Can I prove this with help of simple induction grounded on the basic axioms of number theory and a linearity pattern?
$$\frac{-x}{y} \neq \frac{x}{y}$$ $$\frac{-x}{-y} = \frac{x}{y}$$
The complete set of rational numbers according to me. $$P = \left\{\frac{a}{b}, [-\infty \leq (a,b) \leq \infty], \ a,b\in \mathbb Z \right\}$$
A subset of $P$ is $E$.
$E$ is a finite set with 50 unique elements. These elements fit in Hilbert's hotel. $$E = \left\{\frac{a}{b}, [-5 \leq (a,b) \leq 5], \ a,b\in \mathbb Z \right\}$$
I derive the formula $ r = 10k$, where $r$ is the amount of rooms needed.
$r=10k+10$, when k+1. $$ \left\{\frac{a}{b}, [-k \leq (a,b) \leq k], \ a,b\in \mathbb Z \right\}$$
when $k$ goes to infinty $r$ goes to infinity. I have successfully counted the amount of rooms needed for an infinite amount of fractions. This only shows it's possible to fit them in the hotel. But in order to show how, do I need a function to map all fractions systematically?
You didn't show the rational numbers fit.
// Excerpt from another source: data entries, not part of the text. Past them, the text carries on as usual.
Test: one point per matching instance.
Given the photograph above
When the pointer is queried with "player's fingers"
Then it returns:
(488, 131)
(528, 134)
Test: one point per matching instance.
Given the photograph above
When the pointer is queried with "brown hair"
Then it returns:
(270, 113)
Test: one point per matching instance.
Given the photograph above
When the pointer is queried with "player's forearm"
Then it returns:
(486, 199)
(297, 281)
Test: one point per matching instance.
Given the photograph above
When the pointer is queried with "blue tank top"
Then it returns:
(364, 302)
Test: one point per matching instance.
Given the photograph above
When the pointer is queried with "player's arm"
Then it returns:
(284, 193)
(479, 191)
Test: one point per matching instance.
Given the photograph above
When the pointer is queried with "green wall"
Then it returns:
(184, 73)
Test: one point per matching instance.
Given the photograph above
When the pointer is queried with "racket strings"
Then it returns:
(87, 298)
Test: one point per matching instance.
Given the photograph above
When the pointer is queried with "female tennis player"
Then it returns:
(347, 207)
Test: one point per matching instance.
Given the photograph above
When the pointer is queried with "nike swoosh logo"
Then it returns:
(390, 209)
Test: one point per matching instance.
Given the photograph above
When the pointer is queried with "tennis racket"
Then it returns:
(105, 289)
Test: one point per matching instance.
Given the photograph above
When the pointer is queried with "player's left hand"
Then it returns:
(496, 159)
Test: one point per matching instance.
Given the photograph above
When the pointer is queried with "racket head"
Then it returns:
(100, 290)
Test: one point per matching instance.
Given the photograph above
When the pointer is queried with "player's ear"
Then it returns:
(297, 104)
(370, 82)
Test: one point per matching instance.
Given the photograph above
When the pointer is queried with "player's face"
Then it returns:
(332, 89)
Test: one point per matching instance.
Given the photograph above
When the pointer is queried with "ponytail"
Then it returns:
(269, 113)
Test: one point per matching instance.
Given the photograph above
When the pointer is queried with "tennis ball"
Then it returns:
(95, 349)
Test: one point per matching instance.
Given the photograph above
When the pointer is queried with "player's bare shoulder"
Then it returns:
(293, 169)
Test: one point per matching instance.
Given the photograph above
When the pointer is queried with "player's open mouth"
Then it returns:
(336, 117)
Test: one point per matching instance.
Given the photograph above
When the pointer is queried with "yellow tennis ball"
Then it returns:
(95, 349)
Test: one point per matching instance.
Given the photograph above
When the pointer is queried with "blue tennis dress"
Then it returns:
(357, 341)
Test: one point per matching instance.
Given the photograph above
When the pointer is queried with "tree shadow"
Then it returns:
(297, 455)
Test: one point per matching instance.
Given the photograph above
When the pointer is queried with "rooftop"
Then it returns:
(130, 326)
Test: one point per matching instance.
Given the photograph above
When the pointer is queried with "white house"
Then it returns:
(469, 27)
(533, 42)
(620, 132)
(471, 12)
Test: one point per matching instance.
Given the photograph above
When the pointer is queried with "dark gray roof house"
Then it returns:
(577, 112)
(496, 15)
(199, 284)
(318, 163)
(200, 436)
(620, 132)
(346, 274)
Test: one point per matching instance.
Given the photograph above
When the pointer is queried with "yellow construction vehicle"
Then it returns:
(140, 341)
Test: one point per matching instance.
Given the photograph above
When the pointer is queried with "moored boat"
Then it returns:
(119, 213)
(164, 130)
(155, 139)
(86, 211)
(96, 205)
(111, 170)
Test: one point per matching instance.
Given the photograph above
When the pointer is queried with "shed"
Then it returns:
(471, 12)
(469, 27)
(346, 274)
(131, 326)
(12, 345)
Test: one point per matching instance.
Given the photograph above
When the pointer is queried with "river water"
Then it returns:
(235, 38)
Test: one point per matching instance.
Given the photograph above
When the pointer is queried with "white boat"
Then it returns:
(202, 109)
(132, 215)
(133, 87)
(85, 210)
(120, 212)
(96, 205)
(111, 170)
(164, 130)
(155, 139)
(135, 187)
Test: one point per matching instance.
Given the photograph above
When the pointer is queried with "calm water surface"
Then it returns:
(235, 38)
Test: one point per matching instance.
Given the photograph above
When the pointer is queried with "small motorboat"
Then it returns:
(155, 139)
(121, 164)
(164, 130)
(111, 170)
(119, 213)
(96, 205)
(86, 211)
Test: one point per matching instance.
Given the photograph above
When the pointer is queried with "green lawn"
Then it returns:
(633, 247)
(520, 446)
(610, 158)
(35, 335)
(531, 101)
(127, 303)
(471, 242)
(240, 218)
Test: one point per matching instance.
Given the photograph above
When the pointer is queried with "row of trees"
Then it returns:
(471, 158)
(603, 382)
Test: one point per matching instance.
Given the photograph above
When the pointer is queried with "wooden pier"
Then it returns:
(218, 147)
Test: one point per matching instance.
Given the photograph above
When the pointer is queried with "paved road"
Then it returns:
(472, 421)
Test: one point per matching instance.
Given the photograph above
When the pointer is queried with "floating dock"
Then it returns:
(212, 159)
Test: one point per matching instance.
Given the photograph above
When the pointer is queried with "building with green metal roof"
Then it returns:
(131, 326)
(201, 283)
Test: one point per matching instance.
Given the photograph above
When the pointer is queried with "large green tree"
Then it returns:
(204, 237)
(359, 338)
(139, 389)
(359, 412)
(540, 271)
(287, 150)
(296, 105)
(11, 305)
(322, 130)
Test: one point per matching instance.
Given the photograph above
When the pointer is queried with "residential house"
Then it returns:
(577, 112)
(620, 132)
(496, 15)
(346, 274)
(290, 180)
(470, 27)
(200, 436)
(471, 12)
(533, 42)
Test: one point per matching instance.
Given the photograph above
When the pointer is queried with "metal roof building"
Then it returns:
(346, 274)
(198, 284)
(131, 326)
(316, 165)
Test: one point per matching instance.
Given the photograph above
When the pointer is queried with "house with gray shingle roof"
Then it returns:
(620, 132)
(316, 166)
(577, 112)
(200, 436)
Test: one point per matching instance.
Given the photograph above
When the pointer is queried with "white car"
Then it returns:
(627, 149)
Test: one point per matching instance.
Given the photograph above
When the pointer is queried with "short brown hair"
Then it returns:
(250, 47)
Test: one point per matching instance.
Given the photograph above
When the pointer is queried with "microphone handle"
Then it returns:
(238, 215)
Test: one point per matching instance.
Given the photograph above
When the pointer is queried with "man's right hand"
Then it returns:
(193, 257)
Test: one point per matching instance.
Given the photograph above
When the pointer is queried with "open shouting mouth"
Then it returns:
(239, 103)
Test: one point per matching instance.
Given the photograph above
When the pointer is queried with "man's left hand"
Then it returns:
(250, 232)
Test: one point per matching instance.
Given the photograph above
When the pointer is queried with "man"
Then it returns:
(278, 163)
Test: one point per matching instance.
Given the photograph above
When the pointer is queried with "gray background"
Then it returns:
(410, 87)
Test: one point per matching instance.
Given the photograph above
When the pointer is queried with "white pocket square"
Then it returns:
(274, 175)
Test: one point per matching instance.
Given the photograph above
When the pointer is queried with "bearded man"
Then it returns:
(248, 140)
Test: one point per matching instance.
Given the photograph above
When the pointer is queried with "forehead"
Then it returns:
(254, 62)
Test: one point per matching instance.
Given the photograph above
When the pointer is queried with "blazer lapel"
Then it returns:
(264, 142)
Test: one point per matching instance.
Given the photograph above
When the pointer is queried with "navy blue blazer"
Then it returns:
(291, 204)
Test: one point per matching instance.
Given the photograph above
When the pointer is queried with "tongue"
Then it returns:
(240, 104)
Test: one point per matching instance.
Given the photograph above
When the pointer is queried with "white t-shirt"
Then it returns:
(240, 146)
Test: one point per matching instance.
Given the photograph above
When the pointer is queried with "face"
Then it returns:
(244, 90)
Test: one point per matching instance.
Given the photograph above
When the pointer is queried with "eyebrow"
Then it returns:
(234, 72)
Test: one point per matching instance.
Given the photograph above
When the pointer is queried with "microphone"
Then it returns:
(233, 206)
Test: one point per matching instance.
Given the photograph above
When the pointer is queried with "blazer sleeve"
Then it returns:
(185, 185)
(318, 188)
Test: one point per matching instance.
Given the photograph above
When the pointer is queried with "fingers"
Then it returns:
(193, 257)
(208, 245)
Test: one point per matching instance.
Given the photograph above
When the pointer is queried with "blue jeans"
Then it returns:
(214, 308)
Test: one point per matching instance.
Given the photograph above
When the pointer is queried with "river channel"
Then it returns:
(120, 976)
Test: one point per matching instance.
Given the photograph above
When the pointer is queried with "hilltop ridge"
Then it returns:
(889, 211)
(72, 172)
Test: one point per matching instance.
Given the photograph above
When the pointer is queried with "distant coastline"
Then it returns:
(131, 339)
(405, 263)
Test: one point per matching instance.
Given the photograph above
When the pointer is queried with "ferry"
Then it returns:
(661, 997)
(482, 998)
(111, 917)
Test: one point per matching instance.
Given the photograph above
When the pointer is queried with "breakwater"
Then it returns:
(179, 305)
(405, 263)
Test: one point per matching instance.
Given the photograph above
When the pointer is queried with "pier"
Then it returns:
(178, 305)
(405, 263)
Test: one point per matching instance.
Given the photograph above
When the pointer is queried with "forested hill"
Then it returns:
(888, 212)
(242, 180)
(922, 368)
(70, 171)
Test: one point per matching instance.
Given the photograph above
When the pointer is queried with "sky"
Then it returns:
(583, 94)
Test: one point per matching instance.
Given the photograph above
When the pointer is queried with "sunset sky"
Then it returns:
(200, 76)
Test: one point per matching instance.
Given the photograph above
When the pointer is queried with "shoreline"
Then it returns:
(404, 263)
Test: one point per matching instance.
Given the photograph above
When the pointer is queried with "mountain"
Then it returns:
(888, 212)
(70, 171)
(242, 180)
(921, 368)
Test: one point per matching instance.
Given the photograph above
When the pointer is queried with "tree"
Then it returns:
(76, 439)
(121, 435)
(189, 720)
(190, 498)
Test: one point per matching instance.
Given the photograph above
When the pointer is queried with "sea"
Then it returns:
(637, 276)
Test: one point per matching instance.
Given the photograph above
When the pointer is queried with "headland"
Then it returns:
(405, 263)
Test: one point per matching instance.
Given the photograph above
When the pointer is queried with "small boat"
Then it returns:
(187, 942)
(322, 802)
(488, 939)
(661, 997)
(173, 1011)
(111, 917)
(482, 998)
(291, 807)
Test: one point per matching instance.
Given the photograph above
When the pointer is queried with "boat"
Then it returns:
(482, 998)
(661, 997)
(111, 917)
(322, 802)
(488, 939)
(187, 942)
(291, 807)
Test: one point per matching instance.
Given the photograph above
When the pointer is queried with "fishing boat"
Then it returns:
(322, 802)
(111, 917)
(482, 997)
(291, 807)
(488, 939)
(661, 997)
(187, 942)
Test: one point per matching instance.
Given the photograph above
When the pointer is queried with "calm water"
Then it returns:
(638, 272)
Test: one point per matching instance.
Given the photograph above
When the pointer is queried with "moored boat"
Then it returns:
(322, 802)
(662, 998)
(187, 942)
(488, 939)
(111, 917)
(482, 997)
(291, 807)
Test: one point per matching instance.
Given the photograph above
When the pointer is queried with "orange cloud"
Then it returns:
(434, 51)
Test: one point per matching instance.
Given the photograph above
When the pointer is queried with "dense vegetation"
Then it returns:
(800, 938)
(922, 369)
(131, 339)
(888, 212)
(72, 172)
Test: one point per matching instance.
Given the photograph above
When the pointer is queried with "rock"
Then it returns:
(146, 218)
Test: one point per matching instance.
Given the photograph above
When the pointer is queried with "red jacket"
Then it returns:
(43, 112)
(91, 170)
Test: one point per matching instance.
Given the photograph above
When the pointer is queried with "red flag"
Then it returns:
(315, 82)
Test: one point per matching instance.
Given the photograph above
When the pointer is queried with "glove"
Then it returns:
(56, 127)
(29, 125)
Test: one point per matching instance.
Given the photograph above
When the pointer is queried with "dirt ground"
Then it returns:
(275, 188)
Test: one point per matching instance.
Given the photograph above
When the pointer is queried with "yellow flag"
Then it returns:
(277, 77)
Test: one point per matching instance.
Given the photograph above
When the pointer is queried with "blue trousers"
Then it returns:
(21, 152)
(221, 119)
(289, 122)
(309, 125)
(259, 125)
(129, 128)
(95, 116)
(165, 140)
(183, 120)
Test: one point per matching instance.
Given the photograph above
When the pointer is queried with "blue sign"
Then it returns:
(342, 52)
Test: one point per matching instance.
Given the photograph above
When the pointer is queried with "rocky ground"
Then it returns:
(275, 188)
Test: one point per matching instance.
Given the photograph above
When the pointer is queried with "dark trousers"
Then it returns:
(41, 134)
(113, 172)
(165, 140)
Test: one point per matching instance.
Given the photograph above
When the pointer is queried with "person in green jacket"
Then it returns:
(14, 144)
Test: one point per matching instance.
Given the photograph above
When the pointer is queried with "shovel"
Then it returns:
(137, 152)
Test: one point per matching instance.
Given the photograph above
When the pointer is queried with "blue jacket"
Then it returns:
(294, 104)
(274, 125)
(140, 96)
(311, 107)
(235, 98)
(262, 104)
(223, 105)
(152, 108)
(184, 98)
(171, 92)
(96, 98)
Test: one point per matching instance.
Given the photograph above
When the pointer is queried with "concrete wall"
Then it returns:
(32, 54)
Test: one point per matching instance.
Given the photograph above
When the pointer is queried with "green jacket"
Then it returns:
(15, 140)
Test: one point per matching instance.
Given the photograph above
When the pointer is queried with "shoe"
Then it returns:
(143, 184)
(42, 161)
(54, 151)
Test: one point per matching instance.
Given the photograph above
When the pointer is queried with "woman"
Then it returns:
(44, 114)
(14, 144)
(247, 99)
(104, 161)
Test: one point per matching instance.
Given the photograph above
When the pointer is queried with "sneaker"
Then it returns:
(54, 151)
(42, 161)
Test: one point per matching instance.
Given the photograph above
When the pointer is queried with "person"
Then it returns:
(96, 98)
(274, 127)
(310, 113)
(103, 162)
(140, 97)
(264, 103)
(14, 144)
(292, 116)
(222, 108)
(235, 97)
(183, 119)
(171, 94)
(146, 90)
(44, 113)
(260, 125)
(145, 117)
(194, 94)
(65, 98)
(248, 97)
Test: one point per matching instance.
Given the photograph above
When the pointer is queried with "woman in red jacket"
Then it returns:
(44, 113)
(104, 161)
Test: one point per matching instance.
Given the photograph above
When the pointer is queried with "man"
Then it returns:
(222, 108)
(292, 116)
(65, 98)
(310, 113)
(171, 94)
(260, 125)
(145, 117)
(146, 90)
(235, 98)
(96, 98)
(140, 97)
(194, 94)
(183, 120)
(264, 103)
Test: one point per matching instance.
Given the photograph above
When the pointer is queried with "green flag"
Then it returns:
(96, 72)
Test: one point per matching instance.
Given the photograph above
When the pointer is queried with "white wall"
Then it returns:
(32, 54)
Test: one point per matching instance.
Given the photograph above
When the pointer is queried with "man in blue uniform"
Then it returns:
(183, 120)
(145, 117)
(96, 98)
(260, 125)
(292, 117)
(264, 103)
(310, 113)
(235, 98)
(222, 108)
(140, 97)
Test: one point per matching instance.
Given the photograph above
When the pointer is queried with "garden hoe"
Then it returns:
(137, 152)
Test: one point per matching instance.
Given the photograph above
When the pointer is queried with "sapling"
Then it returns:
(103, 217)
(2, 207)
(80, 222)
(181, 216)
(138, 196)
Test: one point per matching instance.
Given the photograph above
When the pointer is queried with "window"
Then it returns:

It's obvious that any finite set fits, but the problem is to extend this to infinitely many clients.
You first reserve the chambers with numbers of the form $p_n^m$, for $m\ge1$, where $p_1=3,p_2=5,\dotsc$ is the list of odd prime numbers in increasing order.
Then you reserve the chambers with numbers of the form $2p_n^m$, again for $m\ge1$.
Note that chamber number $0$ is not reserved; in it you place $0$.
Now place the nonzero rational number $m/n$, with $m,n$ coprime and $n>0$, in room number $p_n^m$ or $2p_n^{-m}$ according whether $m>0$ or $m<0$.
Infinitely many rooms will be empty, even among those that have been reserved, but it's not a problem, is it? But you have a precise way to tell where any rational number will be hosted.